It will probably cost a lot more to convert to points than it would to prepay a year or two MF's plus cover the transfer and recording fees.  There are very few resorts where converting to points increases your resale value in any significant way and none in which the conversion fee can be completely recovered when reselling.  90% are still worth $1 or less even after paying to convert.

Where do you own?


----------



## SkyGypsy (Mar 4, 2014)

*Points*

I have owned timeshare since the mid 80's. I should of learned my lesson back then, but I bought a few different point systems in the last dozen or so years. Good news is I was able to sell 3 out of the 5 point systems, the other two I really like and want to keep. I also own a fixed and a float week and have tried to giving them away for the last 4 years with no luck. I went as far as trying to donate them. If I could trade them in for points rather inexpensively I certainly would consider it.


----------



## RockFish (Mar 5, 2014)

*Points are Not a Scam?*

Correct me if I am wrong. I own point and weeks both fixed and floating. Hands down, not even a question, points are way better. There is one exception, I own a fixed week at a location that I love and will always return every year the same time, when I'm gone, my kids do want to take it over. Other than that buy points. Do not buy from a developer try to buy on the resale market.


----------



## csxjohn (Mar 5, 2014)

RockFish said:


> Correct me if I am wrong. I own point and weeks both fixed and floating. Hands down, not even a question, points are way better. There is one exception, I own a fixed week at a location that I love and will always return every year the same time, when I'm gone, my kids do want to take it over. Other than that buy points. Do not buy from a developer try to buy on the resale market.



Welcome to TUG.

In one sentance you say "points are way better" and in the next you tell us how that's not always true.

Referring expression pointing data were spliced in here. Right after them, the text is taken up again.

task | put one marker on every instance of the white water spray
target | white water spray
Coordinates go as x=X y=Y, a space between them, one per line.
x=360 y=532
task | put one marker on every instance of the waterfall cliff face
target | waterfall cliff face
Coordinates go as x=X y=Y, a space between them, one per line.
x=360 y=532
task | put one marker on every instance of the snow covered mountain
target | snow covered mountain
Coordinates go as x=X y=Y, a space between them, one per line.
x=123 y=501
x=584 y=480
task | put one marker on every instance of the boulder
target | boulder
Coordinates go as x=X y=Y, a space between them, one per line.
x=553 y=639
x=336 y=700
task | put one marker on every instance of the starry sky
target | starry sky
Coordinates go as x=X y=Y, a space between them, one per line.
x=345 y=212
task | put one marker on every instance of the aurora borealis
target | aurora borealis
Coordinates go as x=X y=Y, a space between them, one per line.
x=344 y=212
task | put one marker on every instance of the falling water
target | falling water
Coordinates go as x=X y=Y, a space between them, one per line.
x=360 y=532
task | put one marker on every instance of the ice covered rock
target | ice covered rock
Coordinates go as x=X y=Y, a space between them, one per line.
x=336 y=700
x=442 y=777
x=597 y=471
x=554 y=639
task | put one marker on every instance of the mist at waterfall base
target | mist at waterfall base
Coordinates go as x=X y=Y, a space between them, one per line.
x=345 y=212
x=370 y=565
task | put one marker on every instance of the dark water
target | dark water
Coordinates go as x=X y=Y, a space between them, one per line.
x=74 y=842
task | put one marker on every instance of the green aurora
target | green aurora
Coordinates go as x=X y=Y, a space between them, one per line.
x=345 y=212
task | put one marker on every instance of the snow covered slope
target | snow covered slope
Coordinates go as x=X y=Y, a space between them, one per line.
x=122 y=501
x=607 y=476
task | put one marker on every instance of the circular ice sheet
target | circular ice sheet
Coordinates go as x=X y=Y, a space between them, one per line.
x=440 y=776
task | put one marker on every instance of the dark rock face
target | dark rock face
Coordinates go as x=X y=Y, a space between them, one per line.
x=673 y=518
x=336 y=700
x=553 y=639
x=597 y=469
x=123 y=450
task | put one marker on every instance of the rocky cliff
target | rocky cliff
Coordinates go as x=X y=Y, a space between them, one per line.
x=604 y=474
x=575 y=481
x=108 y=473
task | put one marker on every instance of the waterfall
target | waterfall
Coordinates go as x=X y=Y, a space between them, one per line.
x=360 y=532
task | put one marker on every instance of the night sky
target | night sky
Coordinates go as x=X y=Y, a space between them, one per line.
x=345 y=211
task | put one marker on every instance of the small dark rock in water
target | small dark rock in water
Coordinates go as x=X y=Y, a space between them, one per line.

There is the one sure thing in Timeshare World, there are different ways for different people to own timeshares and no one way is better or worse than another.  It all depends on what you want.

.


----------



## Carolinian (Mar 5, 2014)

Outfield is a rather controversial outfit.  Be very careful in dealing with them.


----------



## tschwa2 (Mar 5, 2014)

Not all points systems are the same.  Some are better than others.  There are even some weeks that may get a premium as points but the underlying week isn't so strong.  Conversely there are some specific weeks that may be underpointed in a particular points system and may be more valuable as just plain weeks.  Some systems have additional management/program fees for converted points weeks that bump up the cost considerably.  For those that like to travel 7 days at a time with a check in on the weekend even if they want to travel to different places weeks still may make more sense.

So really it depends how you like to travel, they system you are talking about, the value of the underlying week and the cost per point.


----------



## MovieMaker (Mar 11, 2014)

*Points = flexibility*

In my experience I have found points to be more beneficial to me. I met with Outfield last year. I wouldn't say the experience was bad, I did not like the fact I had to pay for points.


----------



## DeniseM (Mar 11, 2014)

Seriously?  4 "drive-bye" endorsements in the same week, in a year old thread....


----------



## The Colorado Kid (Mar 30, 2021)

Just received an email that my Christie Lodge HOA has hired Outfield and is offering me information on Club Interval Gold which seems to be affiliated with II? Based on my search here in TUG on both Outfiled and CIG looks like a hard pass.


----------



## Outdoor Enthusiast 1955 (May 4, 2021)

The Colorado Kid said:


> Just received an email that my Christie Lodge HOA has hired Outfield and is offering me information on Club Interval Gold which seems to be affiliated with II? Based on my search here in TUG on both Outfiled and CIG looks like a hard pass.


Now that Marriott owns Interval wouldn't you think its a decent program?


----------



## TX Wildflower Girl (May 5, 2021)

Outdoor Enthusiast 1955 said:


> Now that Marriott owns Interval wouldn't you think its a decent program?


My Marriott Points work great


----------



## mcsteve (May 6, 2021)

DeniseM said:


> Seriously?  4 "drive-bye" endorsements in the same week, in a year old thread....



And the drive-byes keep on coming.


----------